The vice president was speaking during an occasion annually held to honour martyrs of the past civil war, which only ended after the 2005 Comprehensive Peace Agreement (CPA) was signed with Sudan prior to South Sudan’s secession in 2011.
Information minister Michael Makuei Lueth equally opposed formation of a new administration without Kiir, insisting the incumbent leader should head the interim government.
"There are those who are saying let Salva Kiir and Riek Machar go. This is something out of question unless we decide to throw away democracy”, Lueth separately told reporters on Friday.
May 16 is celebrated in South Sudan as it was the day in 1983 when the former rebel movement, the Sudan People’s Liberation Movement (SPLM) was formed under the leadership of John Garang de Mabior, as its founding leader.
It was a day when the mutinying soldiers under the command of Kerubino Kuanyin Bol, then a major in the Sudanese army, rebelled against the central government in Khartoum, marking the beginning of the second rebellion.
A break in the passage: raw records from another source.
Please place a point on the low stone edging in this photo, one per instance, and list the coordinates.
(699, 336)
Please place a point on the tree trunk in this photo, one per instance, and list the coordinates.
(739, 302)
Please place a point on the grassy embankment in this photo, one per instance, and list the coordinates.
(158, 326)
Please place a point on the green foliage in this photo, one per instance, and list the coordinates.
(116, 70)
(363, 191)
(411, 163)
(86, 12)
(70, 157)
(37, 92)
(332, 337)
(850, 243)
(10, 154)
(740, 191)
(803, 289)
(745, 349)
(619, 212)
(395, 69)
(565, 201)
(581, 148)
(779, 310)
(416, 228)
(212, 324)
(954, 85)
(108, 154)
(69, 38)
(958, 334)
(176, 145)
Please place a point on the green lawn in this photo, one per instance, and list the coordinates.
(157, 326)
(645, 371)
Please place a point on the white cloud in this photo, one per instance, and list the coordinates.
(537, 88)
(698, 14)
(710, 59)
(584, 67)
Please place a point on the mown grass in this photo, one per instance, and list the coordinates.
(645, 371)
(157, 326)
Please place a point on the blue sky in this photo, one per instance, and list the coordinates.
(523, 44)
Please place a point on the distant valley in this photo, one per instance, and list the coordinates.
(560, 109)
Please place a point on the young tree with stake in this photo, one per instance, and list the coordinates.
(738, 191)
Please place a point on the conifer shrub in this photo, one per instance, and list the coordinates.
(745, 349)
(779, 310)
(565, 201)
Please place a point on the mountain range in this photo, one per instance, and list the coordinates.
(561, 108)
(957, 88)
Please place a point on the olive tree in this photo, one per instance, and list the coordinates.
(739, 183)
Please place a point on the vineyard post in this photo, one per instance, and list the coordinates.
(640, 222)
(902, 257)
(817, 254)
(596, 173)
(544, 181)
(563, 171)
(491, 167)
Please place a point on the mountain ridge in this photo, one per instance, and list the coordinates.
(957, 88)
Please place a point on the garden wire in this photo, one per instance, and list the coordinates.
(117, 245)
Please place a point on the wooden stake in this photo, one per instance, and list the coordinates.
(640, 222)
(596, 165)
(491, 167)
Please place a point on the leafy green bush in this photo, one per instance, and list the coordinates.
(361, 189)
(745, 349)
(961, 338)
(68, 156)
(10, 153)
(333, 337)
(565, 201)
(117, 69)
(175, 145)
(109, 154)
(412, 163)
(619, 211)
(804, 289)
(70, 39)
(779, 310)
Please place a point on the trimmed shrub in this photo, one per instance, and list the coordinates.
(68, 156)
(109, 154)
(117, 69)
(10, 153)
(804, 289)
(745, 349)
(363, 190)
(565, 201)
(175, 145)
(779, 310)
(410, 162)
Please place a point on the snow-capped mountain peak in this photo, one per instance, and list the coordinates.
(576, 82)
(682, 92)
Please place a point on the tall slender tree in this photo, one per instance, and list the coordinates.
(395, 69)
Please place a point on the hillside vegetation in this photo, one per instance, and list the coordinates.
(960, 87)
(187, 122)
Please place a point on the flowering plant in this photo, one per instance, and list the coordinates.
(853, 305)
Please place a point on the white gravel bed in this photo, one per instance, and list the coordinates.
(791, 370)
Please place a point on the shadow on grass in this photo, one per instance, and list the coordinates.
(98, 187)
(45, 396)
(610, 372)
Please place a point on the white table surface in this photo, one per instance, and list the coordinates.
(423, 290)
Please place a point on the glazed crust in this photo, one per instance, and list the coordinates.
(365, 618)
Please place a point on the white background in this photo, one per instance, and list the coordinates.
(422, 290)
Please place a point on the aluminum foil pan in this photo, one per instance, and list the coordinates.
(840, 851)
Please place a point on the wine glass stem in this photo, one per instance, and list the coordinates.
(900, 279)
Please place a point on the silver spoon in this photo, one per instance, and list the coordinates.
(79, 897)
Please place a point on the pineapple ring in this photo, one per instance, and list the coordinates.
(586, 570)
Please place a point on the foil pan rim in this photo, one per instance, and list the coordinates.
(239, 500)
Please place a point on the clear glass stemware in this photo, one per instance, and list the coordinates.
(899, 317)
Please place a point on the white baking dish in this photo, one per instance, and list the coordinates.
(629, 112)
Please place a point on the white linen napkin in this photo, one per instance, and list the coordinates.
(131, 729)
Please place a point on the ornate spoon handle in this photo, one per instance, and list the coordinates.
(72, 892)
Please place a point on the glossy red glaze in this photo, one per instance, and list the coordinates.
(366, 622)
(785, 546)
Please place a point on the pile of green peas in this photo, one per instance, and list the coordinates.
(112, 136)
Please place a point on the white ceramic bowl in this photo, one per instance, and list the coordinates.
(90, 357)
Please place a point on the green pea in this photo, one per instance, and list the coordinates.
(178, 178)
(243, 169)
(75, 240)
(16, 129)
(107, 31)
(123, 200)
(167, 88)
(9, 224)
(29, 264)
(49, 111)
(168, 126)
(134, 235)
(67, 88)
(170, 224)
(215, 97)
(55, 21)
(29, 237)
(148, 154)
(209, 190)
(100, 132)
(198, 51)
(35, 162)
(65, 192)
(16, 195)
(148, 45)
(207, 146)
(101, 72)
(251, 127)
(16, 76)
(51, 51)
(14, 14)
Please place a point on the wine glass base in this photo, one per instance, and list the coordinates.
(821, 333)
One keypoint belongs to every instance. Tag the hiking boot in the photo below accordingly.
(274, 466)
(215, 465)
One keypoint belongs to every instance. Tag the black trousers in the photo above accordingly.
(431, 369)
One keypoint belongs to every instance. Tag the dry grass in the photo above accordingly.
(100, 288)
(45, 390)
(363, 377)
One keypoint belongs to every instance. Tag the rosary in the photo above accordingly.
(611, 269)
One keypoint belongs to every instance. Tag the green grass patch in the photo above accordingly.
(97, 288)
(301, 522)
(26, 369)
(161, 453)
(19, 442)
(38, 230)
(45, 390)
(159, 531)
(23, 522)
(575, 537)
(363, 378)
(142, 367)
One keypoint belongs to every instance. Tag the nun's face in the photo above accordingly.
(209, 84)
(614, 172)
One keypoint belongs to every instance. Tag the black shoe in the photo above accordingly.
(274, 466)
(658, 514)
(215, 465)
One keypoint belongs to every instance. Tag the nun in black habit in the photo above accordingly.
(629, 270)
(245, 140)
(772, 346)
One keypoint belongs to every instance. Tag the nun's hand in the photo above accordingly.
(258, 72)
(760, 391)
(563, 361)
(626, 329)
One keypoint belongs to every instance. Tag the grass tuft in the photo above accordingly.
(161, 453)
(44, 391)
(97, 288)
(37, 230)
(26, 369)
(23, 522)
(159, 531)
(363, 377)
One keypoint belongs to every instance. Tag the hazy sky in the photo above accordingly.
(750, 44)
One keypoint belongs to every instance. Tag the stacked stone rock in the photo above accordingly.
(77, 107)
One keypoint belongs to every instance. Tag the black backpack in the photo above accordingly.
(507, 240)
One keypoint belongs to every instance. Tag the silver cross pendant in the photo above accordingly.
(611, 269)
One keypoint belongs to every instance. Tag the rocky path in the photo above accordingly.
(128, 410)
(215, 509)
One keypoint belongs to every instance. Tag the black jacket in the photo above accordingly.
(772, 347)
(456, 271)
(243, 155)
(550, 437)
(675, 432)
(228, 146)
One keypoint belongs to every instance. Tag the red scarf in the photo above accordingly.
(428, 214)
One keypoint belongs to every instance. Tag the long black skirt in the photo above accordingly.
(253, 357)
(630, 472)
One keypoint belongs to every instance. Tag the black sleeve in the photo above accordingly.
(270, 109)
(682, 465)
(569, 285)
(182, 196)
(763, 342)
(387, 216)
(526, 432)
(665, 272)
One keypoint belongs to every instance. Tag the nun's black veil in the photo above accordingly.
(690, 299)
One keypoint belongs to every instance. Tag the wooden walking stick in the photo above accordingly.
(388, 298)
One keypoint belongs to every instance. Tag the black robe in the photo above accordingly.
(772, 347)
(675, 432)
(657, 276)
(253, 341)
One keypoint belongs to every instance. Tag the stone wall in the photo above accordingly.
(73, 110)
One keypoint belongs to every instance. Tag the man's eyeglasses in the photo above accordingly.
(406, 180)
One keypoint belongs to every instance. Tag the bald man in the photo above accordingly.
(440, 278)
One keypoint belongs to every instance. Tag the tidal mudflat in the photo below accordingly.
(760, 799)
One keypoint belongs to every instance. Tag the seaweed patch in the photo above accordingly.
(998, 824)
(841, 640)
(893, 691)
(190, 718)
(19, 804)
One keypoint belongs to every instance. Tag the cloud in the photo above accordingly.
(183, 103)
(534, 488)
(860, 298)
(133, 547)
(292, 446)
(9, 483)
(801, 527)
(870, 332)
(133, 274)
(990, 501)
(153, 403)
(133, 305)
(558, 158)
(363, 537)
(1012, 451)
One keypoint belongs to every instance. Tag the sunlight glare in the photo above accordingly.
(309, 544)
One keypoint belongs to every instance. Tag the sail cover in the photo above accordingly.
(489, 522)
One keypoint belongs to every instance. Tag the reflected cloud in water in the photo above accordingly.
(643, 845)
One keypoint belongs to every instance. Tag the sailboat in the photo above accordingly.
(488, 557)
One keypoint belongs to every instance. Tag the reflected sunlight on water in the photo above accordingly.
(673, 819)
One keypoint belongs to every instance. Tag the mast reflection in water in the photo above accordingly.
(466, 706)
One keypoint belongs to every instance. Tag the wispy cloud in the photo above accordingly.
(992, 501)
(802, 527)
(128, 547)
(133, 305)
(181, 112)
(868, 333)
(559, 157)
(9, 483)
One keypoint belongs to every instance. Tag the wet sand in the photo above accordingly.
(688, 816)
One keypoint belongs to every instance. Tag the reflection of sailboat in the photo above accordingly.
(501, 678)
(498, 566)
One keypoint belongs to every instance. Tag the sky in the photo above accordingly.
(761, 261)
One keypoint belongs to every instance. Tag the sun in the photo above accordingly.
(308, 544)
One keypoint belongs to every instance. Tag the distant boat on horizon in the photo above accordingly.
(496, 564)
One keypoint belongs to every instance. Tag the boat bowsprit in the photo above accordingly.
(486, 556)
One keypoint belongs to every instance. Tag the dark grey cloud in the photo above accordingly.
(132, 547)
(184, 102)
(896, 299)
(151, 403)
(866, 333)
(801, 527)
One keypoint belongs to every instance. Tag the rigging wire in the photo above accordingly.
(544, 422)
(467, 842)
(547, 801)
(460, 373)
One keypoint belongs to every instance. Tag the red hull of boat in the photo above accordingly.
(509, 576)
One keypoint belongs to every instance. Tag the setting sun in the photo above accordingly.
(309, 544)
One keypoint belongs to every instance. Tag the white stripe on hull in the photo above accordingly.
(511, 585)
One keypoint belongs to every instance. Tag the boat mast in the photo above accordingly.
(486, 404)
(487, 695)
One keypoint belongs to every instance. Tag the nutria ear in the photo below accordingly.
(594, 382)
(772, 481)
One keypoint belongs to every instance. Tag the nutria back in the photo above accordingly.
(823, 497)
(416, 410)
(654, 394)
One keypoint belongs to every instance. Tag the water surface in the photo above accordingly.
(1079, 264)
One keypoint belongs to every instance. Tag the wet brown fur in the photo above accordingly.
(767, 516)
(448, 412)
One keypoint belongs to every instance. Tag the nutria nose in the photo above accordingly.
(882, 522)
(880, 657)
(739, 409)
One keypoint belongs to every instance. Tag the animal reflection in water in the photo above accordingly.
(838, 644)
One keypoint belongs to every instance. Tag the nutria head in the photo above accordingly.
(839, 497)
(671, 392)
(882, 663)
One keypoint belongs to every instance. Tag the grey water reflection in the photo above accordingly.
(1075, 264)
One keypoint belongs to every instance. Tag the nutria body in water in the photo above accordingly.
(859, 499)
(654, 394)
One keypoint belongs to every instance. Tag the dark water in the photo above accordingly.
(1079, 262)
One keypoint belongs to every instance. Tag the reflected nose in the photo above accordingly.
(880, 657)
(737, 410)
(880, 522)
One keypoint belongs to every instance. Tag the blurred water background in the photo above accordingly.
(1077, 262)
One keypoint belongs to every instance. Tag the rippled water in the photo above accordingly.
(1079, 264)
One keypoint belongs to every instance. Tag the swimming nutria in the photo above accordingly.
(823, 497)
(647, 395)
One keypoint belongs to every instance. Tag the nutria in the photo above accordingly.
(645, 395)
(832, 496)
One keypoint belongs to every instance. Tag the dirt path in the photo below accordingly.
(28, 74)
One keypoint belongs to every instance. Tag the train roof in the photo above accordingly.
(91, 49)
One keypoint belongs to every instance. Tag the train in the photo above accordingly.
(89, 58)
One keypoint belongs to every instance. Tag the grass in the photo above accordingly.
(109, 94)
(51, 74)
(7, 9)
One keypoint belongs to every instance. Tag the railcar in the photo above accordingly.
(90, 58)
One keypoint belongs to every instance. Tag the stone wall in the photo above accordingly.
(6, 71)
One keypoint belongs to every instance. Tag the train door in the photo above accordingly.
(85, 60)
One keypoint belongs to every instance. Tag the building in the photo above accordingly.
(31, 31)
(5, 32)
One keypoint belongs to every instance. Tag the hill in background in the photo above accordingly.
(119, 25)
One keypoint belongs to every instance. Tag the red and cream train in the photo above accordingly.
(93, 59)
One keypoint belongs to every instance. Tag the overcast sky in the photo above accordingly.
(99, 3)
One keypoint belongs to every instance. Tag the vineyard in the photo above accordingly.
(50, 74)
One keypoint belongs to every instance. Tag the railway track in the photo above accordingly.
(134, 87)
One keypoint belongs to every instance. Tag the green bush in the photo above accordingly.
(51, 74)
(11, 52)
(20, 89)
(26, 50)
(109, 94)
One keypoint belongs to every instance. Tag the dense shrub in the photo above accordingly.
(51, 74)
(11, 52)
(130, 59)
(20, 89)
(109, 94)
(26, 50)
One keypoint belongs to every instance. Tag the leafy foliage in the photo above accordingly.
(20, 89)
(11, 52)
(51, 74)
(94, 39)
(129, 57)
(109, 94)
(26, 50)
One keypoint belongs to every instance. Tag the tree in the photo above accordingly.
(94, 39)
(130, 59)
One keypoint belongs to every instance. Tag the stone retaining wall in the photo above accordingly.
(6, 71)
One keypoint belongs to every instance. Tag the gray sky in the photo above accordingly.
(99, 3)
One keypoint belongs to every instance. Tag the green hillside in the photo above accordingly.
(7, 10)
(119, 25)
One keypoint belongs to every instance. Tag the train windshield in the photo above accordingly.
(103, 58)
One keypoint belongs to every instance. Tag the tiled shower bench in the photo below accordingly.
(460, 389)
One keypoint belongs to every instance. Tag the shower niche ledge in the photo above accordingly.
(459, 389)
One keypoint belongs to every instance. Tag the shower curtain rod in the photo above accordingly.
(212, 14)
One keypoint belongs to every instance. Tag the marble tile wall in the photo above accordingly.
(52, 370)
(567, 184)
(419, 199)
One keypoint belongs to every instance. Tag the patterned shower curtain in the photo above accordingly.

Stationed in the current Jonglei state capital, Bor, Bol, in an apparently coordinated act, was joined by William Nyuon Beny, another Sudanese major leading government forces in Ayod and the surrounding areas at the time. Both Bol and Beny later died mysteriously at different times and locations after running into differences with late Garang, but are continuously remembered alongside others as martyrs of freedom.
Both Igga and minister Lueth’s remarks appear a direct response to a recent proposal made by Ebony Centre for Strategic Studies, a Juba-based think tank run by the development policy forum, on how the interim administration could look like.
The draft policy paper, also obtained by Sudan Tribune, provides an analysis focusing on 12 specific objectives and functions of the interim administration. It proposed collegial and rotational presidency and 21 different cabinet positions.
Lual Achuek Deng, former minister of petroleum in the Sudanese government of national unity said there was need for radical reforms in public institutions.
Deng, who is currently the managing director of Ebony Centre for Strategic Studies said it was high time president Kiir took bold decision to fight corruption.
"The current situation in South Sudan requires president Kiir to be very decisive by placing fighting rent diverting behavior on the top of his economic reform agenda. The policy of appeasement on rent seeking or diverting and corruption has been costly, and must therefore be abandoned”, he remarked.
Deng explained that the role of the proposed interim administration would be two fold: provide services to the people during the interim period and carrying out institutional reforms and the conduct of the national census while creating an environment suitable for elections.
But Deng Peter Ajak, a native of Jonglei, pointed out it was time for the people of South Sudan to honestly thank president Kiir for the period he served the country and ask him to retire from politics and go home to rest.
"It is time for us to be honest and say the truth. President Salva Kiir has served the country and we have seen how he performed. He should simply be told to go home and rest. The country has tried him and it is time we try another person", Ajak told Sudan Tribune as he left the crowd gathered to commemorate the SPLA’s day.
Wilson Kur Deng, a native of Unity state, said South Sudan was bigger than the interest of the rival leaders who have allegedly continued to allow people die simply because none of them wants to leave power or abandon presidential ambitions.
"I feel ashamed when I see our people dying because of only two people, and find myself asking whether these people really value the lives of our people. If I were President Salva Kiir, knowing that I was elected by the people, I would have asked their opinions in a referendum to assess whether they still need me to serve them or not, or else I would have resigned, because this country is above individual ambition”, Deng suggested.
"I propose that it would be best for President Salva Kiir and Dr. Riek Machar to waive their right to participate in the upcoming interim government. Instead, they should negotiate the deal, including the work plan, budget, but task another leader within the SPLM/A to execute the deal", said another official who preferred anonymous.